On software and life

25 Mar 2012

How a web application can download and store over 2GB without you even knowing it

I have been experimenting with the HTML5 offline application cache some more over the last few days, doing boundary tests in an attempt to learn more about browser behaviour in edge cases.

One of these experiments was testing the cache quota.

Two weeks ago, I blogged about generating and serving an offline application manifest using ASP.NET MVC.

I reused that code to add hundreds of 7MB PDF files to the cache.
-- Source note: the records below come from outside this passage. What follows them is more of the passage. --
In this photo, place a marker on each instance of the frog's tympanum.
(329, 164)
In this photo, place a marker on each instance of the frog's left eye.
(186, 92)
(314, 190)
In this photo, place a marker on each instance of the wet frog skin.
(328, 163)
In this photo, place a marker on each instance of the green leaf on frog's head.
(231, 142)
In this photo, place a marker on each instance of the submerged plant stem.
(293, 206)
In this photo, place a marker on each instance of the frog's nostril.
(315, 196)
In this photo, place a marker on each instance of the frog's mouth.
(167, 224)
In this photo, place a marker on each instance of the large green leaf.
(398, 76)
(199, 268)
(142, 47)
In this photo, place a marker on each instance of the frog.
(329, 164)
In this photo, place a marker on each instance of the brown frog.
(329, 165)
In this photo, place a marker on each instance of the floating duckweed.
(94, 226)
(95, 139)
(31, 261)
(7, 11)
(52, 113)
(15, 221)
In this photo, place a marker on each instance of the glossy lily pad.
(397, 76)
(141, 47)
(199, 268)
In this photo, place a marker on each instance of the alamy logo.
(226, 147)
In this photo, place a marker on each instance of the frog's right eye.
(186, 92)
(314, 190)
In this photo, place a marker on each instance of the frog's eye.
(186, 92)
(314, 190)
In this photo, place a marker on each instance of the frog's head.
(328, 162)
public ActionResult Manifest()
{     
    var cacheResources = new List<string>();
    var n = 300; // Play with this number

    for (var i = 0; i < n; i++)
        cacheResources.Add("Content/" + Url.Content("book.pdf?" + i));

    var manifestResult = new ManifestResult("1")
    {
        NetworkResources = new string[] { "*" },
        CacheResources = cacheResources
    };

    return manifestResult;
}

I initially tried adding 1000 PDF files to the cache, but this threw an error: Chrome failed to commit the new cache to the storage, because the quota would be exceeded.
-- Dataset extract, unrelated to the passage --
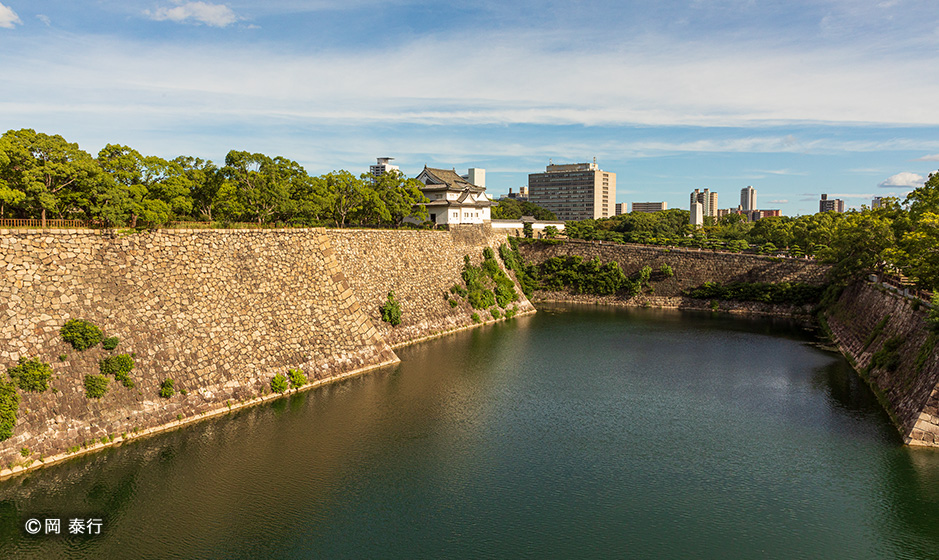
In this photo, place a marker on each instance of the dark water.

After lowering the number of files several times, I hit the sweet spot. I could add 300 PDF files to the cache without breaking it.

Looking into chrome://appcache-internals/, I can see the size of the cache being a whopping 2.2GB now for one single web application.

As a user, I had no idea that the website I’m browsing is downloading a suspicious amount of data in the background. Chrome (17.0.963.83), nor any other desktop browser that I know of, warns me. I would expect the browser to ask for my permission when a website wants to download and store such an excessive amount of data on my machine.

Something else I noticed, is that other sites now fail to commit anything to the application cache due to the browser-wide quota being exceeded. I’m pretty sure this ‘first browsed, first reserved’ approach will be a source of frustration in the future.
To handle this scenario we could use the applicationCache API to listen for quota errors, and inform the user to browse to chrome://appcache-internals/ and remove other caches in favor of the new one. This feels sketchy though; shouldn’t the browser intervene in a more elegant way here?

What are your thoughts? What would you want your browser to do in these scenarios?